Weizman voulait faire de l’intercepteur un appareil multifonctions et recommanda l’installation de canons de 30mm pour donner à l’avion d’autres posibilités comme l’escorte et l’attaque au sol. En dépit de ces modifications, l’avion sorti des usines ne répondait pas totalement aux besoins des combats puisqu’il manquait ses cibles. Deux pilotes israéliens mirent en lumière la cause de ces défaillances dues au mauvais alignement des canons et à un défaut de conception des munitions. Ils découvrirent ainsi que le système de visée et de tir associé était mal conçu. Ils aidèrent alors à mettre au point un système tellement efficace qu’aucun avion ennemi ne fut plus raté.

Doté de ces modifications techniques, le Mirage conquit ainsi la suprématie du ciel du Moyen-Orient. Toutes les armées du monde s’arrachèrent alors ce qui se faisait de mieux comme avion de chasse supérieur aux Mig russes.

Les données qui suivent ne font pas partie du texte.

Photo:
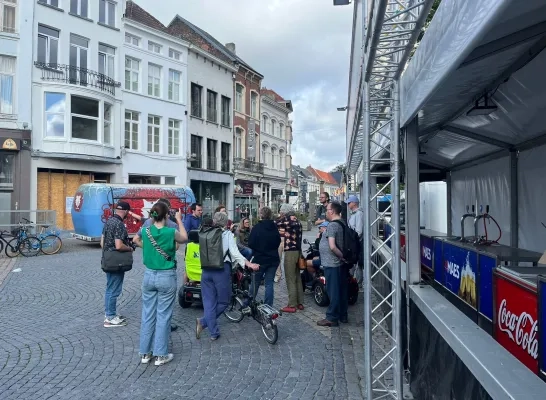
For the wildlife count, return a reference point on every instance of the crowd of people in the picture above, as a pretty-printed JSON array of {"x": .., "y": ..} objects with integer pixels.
[{"x": 271, "y": 247}]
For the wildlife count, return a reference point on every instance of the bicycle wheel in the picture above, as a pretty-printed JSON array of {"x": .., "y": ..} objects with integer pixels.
[
  {"x": 234, "y": 310},
  {"x": 270, "y": 331},
  {"x": 51, "y": 244},
  {"x": 30, "y": 247},
  {"x": 12, "y": 248}
]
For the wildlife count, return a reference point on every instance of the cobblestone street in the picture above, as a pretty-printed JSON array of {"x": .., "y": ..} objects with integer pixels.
[{"x": 53, "y": 344}]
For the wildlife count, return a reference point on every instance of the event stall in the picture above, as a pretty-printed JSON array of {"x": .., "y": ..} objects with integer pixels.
[{"x": 473, "y": 109}]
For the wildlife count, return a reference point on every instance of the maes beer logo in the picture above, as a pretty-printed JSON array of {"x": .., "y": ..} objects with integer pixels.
[
  {"x": 452, "y": 269},
  {"x": 426, "y": 253}
]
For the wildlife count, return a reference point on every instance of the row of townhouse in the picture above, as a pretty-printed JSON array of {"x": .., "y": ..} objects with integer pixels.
[
  {"x": 101, "y": 91},
  {"x": 309, "y": 182}
]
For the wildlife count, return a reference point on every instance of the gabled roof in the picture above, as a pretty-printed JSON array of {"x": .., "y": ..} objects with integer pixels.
[
  {"x": 219, "y": 46},
  {"x": 184, "y": 29},
  {"x": 136, "y": 13},
  {"x": 277, "y": 97},
  {"x": 323, "y": 176}
]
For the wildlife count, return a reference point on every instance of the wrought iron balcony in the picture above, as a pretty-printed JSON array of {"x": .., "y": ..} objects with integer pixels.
[
  {"x": 77, "y": 76},
  {"x": 248, "y": 165}
]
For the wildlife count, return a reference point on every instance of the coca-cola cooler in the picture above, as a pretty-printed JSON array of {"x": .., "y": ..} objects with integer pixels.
[
  {"x": 515, "y": 316},
  {"x": 541, "y": 283}
]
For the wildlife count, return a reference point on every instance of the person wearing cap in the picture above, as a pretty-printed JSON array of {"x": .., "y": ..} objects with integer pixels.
[
  {"x": 355, "y": 214},
  {"x": 115, "y": 238}
]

Embargo du général de Gaulle

L’embargo décidé en 1967 par le Général de Gaulle mit un terme à la collaboration franco-israélienne dans le domaine de l’aviation de guerre. Les israéliens s’équipèrent alors de matériel américain et firent bénéficier leurs nouveaux fournisseurs de leur expérience. Les guerres de Kippour en 1973, du Liban et de Gaza, côté israélien, puis les guerres d’Irak et d’Afghanistan, côté américain, ont fini par donner à l’aviation américaine et à ses matériels ses lettres de noblesse. La frilosité des armées étrangères vis-à-vis du Rafale s’explique ainsi par une technologie moins révolutionnaire que le Mirage (aile delta) et par l’absence de référence guerrière. Cet avion manque d’expérience au feu tandis que l’armée française, limitée dans son usage, n’a pu fournir de données relatives à son utilisation au combat.

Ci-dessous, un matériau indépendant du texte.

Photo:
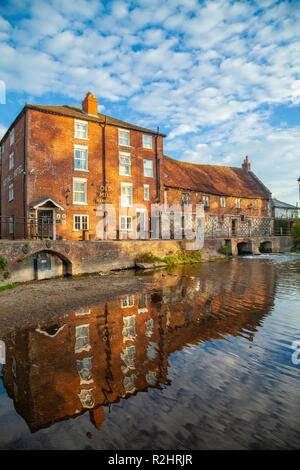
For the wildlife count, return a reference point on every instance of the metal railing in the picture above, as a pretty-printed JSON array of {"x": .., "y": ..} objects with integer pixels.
[{"x": 13, "y": 227}]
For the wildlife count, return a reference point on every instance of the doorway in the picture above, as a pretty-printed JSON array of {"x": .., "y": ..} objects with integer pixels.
[{"x": 45, "y": 223}]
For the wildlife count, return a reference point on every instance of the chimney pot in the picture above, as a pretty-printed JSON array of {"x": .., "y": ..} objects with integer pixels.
[
  {"x": 90, "y": 104},
  {"x": 246, "y": 165}
]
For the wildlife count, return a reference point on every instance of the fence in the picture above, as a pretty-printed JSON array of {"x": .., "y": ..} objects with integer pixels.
[{"x": 13, "y": 227}]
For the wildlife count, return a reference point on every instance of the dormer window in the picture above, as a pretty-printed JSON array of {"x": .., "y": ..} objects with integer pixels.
[
  {"x": 124, "y": 138},
  {"x": 147, "y": 141}
]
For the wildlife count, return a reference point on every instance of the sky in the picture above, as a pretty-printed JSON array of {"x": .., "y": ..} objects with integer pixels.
[{"x": 220, "y": 77}]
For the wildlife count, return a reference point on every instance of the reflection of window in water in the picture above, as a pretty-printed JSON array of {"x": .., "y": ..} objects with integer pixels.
[
  {"x": 149, "y": 327},
  {"x": 127, "y": 301},
  {"x": 82, "y": 338},
  {"x": 208, "y": 307},
  {"x": 86, "y": 398},
  {"x": 2, "y": 352},
  {"x": 152, "y": 350},
  {"x": 84, "y": 368},
  {"x": 82, "y": 311},
  {"x": 128, "y": 331},
  {"x": 142, "y": 303},
  {"x": 128, "y": 357},
  {"x": 128, "y": 383},
  {"x": 151, "y": 377}
]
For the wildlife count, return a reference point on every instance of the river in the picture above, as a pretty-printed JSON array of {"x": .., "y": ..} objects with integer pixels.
[{"x": 205, "y": 360}]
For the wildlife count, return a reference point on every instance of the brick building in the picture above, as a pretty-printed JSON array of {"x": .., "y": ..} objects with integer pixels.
[{"x": 63, "y": 168}]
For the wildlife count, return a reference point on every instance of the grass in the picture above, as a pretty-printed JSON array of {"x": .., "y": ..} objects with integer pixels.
[
  {"x": 171, "y": 260},
  {"x": 9, "y": 286},
  {"x": 224, "y": 250}
]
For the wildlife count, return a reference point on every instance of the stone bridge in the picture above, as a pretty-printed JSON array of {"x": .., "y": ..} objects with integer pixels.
[{"x": 26, "y": 260}]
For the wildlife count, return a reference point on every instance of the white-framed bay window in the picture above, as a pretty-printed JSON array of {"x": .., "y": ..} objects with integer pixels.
[
  {"x": 80, "y": 222},
  {"x": 124, "y": 164},
  {"x": 147, "y": 141},
  {"x": 80, "y": 129},
  {"x": 81, "y": 157},
  {"x": 124, "y": 137},
  {"x": 79, "y": 191},
  {"x": 148, "y": 168},
  {"x": 126, "y": 222},
  {"x": 126, "y": 194}
]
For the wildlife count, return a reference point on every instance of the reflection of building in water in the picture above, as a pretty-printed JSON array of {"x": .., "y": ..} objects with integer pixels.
[{"x": 98, "y": 355}]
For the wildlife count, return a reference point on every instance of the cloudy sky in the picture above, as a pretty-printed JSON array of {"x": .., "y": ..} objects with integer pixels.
[{"x": 220, "y": 77}]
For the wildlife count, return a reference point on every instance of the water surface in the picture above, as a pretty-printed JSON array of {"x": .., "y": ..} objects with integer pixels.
[{"x": 204, "y": 362}]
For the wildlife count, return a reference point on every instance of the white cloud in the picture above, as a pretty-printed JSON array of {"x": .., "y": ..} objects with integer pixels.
[{"x": 205, "y": 71}]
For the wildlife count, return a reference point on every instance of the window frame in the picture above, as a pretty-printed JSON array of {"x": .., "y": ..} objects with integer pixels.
[
  {"x": 124, "y": 155},
  {"x": 206, "y": 200},
  {"x": 123, "y": 131},
  {"x": 146, "y": 146},
  {"x": 11, "y": 161},
  {"x": 81, "y": 148},
  {"x": 124, "y": 184},
  {"x": 126, "y": 217},
  {"x": 81, "y": 123},
  {"x": 10, "y": 192},
  {"x": 147, "y": 186},
  {"x": 80, "y": 180},
  {"x": 223, "y": 198},
  {"x": 81, "y": 225},
  {"x": 144, "y": 162},
  {"x": 183, "y": 196}
]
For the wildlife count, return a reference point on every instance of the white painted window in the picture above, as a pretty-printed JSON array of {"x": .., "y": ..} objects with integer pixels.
[
  {"x": 125, "y": 222},
  {"x": 79, "y": 191},
  {"x": 81, "y": 222},
  {"x": 11, "y": 161},
  {"x": 81, "y": 128},
  {"x": 124, "y": 164},
  {"x": 126, "y": 194},
  {"x": 206, "y": 200},
  {"x": 124, "y": 137},
  {"x": 12, "y": 137},
  {"x": 80, "y": 157},
  {"x": 11, "y": 225},
  {"x": 185, "y": 198},
  {"x": 10, "y": 192},
  {"x": 147, "y": 141},
  {"x": 222, "y": 201},
  {"x": 146, "y": 192},
  {"x": 148, "y": 168}
]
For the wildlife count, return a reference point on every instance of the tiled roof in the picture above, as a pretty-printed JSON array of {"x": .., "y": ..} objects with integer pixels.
[
  {"x": 77, "y": 113},
  {"x": 212, "y": 179}
]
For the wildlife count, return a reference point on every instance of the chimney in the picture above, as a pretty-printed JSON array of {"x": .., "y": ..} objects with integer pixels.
[
  {"x": 246, "y": 165},
  {"x": 90, "y": 104}
]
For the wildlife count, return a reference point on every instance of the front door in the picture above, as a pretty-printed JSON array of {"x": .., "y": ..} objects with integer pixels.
[
  {"x": 233, "y": 227},
  {"x": 45, "y": 223},
  {"x": 140, "y": 224}
]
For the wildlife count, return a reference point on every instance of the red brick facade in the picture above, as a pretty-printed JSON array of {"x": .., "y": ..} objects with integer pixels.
[{"x": 47, "y": 176}]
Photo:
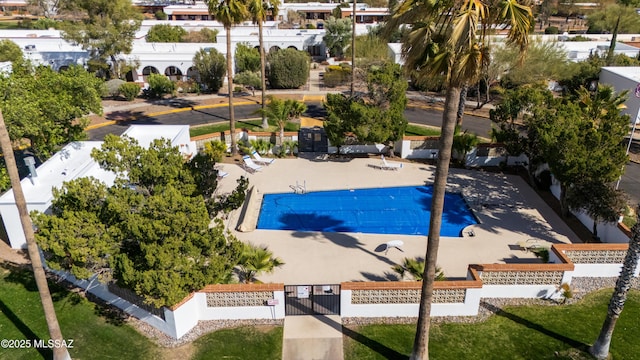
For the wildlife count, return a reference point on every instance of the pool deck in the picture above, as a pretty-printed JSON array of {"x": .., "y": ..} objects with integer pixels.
[{"x": 509, "y": 211}]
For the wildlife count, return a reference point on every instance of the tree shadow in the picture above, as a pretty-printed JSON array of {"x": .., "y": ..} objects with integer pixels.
[
  {"x": 536, "y": 327},
  {"x": 177, "y": 103}
]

Les Emirats arabes unis viennent de montrer leur intérêt pour l’avion de chasse français mais, en le comparant à la concurrence notamment américaine, ils ont imposé un cahier des charges modifiant les «spécifications techniques et opérationnelles» avant de concrétiser la signature du contrat. Ils souhaitent moderniser un Rafale n’ayant subi aucune modification technique depuis sa conception théorique afin de lui adjoindre des moteurs plus puissants et des radars dignes d’un avion de combat moderne.

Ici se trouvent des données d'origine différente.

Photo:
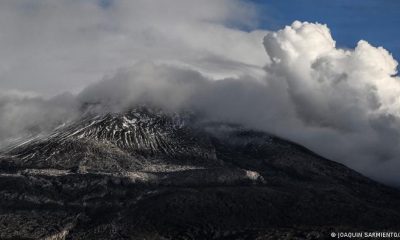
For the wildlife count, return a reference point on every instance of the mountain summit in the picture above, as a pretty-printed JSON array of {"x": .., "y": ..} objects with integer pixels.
[{"x": 153, "y": 174}]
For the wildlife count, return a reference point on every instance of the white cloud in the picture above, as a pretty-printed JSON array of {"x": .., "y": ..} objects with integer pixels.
[
  {"x": 52, "y": 46},
  {"x": 341, "y": 103}
]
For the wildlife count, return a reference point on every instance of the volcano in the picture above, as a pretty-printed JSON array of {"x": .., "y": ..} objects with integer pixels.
[{"x": 148, "y": 173}]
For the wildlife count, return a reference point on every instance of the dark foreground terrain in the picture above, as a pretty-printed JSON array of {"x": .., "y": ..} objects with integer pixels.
[{"x": 148, "y": 174}]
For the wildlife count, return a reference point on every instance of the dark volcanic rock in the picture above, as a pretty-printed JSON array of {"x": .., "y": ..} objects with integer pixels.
[{"x": 148, "y": 174}]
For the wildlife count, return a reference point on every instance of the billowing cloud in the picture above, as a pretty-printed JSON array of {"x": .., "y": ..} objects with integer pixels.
[{"x": 341, "y": 103}]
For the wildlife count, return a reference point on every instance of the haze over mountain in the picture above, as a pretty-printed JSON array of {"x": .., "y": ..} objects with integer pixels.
[
  {"x": 295, "y": 83},
  {"x": 146, "y": 173}
]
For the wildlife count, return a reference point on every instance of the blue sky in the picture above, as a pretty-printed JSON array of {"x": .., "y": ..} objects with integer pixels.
[{"x": 376, "y": 21}]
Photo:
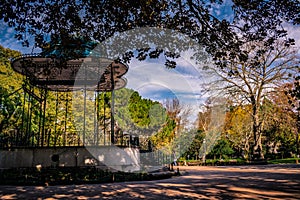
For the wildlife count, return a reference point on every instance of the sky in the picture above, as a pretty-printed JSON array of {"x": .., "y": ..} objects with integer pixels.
[{"x": 183, "y": 82}]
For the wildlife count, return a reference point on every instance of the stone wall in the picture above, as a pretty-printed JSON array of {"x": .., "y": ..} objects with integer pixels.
[{"x": 106, "y": 157}]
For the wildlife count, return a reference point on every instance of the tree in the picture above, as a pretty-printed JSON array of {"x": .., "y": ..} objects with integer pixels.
[
  {"x": 251, "y": 80},
  {"x": 61, "y": 20},
  {"x": 238, "y": 129}
]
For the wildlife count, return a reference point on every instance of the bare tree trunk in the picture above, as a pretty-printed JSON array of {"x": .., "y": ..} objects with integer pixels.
[{"x": 257, "y": 150}]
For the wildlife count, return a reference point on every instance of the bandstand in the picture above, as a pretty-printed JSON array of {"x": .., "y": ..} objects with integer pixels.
[{"x": 68, "y": 110}]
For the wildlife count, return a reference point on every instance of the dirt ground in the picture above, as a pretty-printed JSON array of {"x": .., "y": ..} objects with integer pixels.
[{"x": 199, "y": 182}]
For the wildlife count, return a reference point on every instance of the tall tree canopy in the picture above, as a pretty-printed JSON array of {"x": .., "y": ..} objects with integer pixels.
[{"x": 99, "y": 20}]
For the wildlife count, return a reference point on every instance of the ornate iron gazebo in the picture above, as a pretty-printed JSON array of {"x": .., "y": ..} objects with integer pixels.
[{"x": 49, "y": 87}]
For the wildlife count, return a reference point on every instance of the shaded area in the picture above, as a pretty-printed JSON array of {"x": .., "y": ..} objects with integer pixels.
[{"x": 245, "y": 182}]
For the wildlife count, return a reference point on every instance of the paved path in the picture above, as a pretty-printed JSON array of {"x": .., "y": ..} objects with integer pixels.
[{"x": 240, "y": 182}]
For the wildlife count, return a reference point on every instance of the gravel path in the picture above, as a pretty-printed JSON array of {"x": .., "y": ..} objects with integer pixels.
[{"x": 239, "y": 182}]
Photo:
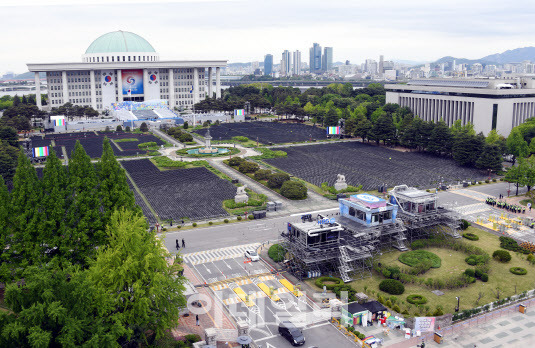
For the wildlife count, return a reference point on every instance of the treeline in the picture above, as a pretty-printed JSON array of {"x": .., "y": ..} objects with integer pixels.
[{"x": 79, "y": 265}]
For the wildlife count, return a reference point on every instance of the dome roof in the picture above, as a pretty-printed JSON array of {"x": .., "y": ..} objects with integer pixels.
[{"x": 119, "y": 41}]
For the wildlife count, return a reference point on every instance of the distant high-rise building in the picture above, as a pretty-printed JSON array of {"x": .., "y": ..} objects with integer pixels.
[
  {"x": 286, "y": 62},
  {"x": 268, "y": 64},
  {"x": 315, "y": 58},
  {"x": 381, "y": 64},
  {"x": 327, "y": 63},
  {"x": 296, "y": 68}
]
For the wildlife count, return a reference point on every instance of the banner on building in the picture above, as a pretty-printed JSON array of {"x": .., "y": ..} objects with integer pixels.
[
  {"x": 333, "y": 130},
  {"x": 58, "y": 120},
  {"x": 40, "y": 151},
  {"x": 132, "y": 82},
  {"x": 424, "y": 324}
]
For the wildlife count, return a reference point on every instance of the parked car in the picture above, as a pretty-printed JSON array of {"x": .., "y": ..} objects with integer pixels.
[
  {"x": 289, "y": 331},
  {"x": 252, "y": 255}
]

L’embargo, officiellement toujours en vigueur, a contraint Israël à développer des industries aéronautiques militaires. Il ne produit certes pas encore de systèmes d’armes complets comme les hélicoptères ou les avions de chasse mais il améliore les matériels étrangers et a acquis un savoir-faire indéniable dans ce domaine. Israêl aussi une expertise dans le domaine des drones. D’ailleurs, le groupe Thalès a choisi la société israélienne Elbit pour fournir en location à l’armée britannique 450 drones pour son usage opérationnel en Irak et en Afghanistan. Le concept du drone a été inventé par Israël à la fin des années 60 au moment du grand amour franco-israélien.

Agent commercial

La fourniture des avions les plus perfectionnées par les Etats-Unis à Israël ne s’explique pas seulement par la solidarité avec un allié historique. L’Etat juif, avec ses pilotes chevronnés, joue un rôle d’agent commercial. Après la levée par le Sénat américain de l’interdiction d’exportation, Israël recevra bientôt des F-22 de dernière génération qui seront ensuite proposés à d’autres armées du monde.

Le Rafale qui est d’une génération plus ancienne ne dispose pas aujourd’hui de parrains. Sorti de l’usine sur la base de la seule conception théorique des ingénieurs, il attend qu’une armée étrangère veuille bien l’éprouver.

Les acheteurs potentiels du Rafale ont besoin qu’une armée les conforte dans leur choix. Les Israéliens nostalgiques de l’épopée française et qui se sentent trop dépendants de l’allié américain, souhaiteraient bien diversifier leurs sources d’approvisionnements. Ils se mettent à rêver d’une nouvelle idylle avec Dassault, comme au bon vieux temps. Mais le rêve loin de la réalité. Le Rafale ne volera pas dans le ciel israélien à moins que Dassault mette une croix définitive sur ses espérances commerciales avec les pays arabes.